Revista Española del Tercer Sector

Las formas elementales de la pobreza

Víctor Renes .

 

Serge Paugam, S (2007): Las formas elementales de la pobreza, Alianza Editorial. Madrid 2007

"La cuestión fundamental que debe plantearse el sociólogo es muy simple: qué es lo que hace que un pobre en una sociedad determinada sea pobre y nada más que pobre?. Dicho de otra forma, ¿en qué consiste el estatus social de pobre?" (pág. 18).

La cuestión fundamental que se pregunta S. Paugam no está referida a la cuestión de los indicadores estadísticos, que supone una preocupación constante para el estudio de las nuevas formas de pobreza; tanto más si tenemos en cuenta la evolución habida en este campo dada la no convertibilidad de todas las formas de exclusión al concepto de pobreza económica. Según el autor esto, que para el sentido común puede suponer una premisa, puede suponer para el sociólogo un obstáculo epistemológico que oculte la pregunta "sobre el sentido mismo de la pobreza". Eso no significa que los indicadores estadísticos no puedan ser útiles. Sin embargo, responder a la cuestión planteada exige no quedar limitados a este enfoque.

Quizá no sea esta cuestión la más novedosa que S. Paugam nos propone en este libro. Pero puede ser la más importante para el actual debate y la comprensión de las formas de pobreza en nuestras sociedades. Quizá no la más novedosa pues ya desde 1987 Paugam elaboró el concepto de descalificación social para dar cuenta del nuevo estatuto de la pobreza en nuestras sociedades. Ahora bien, es en este libro donde el autor entiende que ha llegado el momento en el que se puede contrastar esa hipótesis. Lo que da al libro una estructura en dos partes. En la primera nos hace su propuesta sobre cómo entender el estatus de pobre, y con la toma de autoconciencia del propio Paugam de si las hipótesis que ha venido elaborando a lo largo de su trayectoria investigadora tenían suficiente consistencia para poder servir de comprensión del análisis que nos propone en la segunda parte. En la segunda parte, da cuenta de las investigaciones que ha realizado desde una perspectiva internacional, y retroalimenta la comprensión de la sociología de la pobreza que sintetiza en esos primeros capítulos.

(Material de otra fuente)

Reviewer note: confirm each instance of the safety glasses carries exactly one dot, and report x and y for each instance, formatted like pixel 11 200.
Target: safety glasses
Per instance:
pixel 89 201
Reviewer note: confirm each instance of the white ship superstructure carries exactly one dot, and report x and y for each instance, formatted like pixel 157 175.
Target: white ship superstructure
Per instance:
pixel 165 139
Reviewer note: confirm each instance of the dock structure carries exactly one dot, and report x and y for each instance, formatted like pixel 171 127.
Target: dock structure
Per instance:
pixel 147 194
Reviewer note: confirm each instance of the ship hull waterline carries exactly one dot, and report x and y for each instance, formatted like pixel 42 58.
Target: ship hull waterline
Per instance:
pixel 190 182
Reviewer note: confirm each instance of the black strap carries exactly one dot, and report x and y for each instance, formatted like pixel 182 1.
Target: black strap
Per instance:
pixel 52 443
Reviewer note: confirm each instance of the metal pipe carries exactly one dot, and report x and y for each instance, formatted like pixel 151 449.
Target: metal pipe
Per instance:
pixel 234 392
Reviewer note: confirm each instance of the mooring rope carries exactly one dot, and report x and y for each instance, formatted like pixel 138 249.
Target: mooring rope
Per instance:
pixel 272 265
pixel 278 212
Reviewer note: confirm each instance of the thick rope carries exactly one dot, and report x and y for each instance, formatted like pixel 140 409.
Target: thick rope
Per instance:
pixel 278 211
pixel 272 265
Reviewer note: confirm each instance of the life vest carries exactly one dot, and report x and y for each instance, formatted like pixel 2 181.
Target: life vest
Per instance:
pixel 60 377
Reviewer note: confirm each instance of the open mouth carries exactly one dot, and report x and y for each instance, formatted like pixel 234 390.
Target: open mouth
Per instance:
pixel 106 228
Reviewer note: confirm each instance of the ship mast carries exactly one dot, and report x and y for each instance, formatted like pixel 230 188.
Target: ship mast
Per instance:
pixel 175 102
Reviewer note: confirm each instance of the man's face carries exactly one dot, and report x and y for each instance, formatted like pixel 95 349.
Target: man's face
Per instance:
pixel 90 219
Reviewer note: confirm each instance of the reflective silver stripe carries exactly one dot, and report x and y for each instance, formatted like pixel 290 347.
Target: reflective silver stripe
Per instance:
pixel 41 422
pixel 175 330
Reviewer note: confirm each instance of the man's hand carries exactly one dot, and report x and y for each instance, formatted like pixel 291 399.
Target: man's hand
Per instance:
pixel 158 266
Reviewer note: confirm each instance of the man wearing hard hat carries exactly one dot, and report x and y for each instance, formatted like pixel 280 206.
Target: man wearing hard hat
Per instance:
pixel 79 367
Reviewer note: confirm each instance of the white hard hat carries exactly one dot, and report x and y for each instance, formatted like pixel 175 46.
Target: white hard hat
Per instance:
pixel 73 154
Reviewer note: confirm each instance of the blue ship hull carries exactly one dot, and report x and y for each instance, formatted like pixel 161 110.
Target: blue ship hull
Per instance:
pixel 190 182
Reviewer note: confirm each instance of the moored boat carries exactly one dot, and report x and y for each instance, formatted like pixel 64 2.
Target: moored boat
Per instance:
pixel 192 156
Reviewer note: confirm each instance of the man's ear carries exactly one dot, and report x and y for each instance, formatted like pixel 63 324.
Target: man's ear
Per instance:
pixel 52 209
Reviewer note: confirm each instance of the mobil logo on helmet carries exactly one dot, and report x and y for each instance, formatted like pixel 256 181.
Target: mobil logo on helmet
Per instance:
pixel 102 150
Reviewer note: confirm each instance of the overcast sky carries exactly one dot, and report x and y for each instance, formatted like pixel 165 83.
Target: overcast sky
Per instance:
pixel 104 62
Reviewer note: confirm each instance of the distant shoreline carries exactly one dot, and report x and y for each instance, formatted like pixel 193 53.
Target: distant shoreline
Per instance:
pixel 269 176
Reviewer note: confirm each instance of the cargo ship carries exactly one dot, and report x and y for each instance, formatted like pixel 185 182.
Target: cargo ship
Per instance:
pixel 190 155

Entre las múltiples aportaciones que podríamos destacar de este libro, creo que son las referidas al estatus de pobre en nuestras sociedades, las más destacables. De ellas depende, en definitiva, el sentido de los resultados que Paugam expone con amplitud en su segunda parte. Por ello, simplificando mucho, parece que lo mejor será dejar constancia de su propuesta. Para ello, Paugam recorre las aportaciones de autores tan dispares como Tocqueville, Marx, y especialmente Simmel. Y, a partir de ellos, en el capítulo segundo, nos propone entender la categoría de "pobres" no tanto desde una consideración puramente cuantitativa de sus recursos o de sus condiciones de vida, cuanto su consideración como una "relación social", es decir, desde el momento en que se considera por parte de la sociedad que es una situación que da, o puede dar, derecho a la ayuda, a la asistencia, -aunque aún no la reciba o aún no se la haya otorgado-. Es a partir de esa consideración cuando esa situación entra a formar parte de un grupo social caracterizado por la pobreza.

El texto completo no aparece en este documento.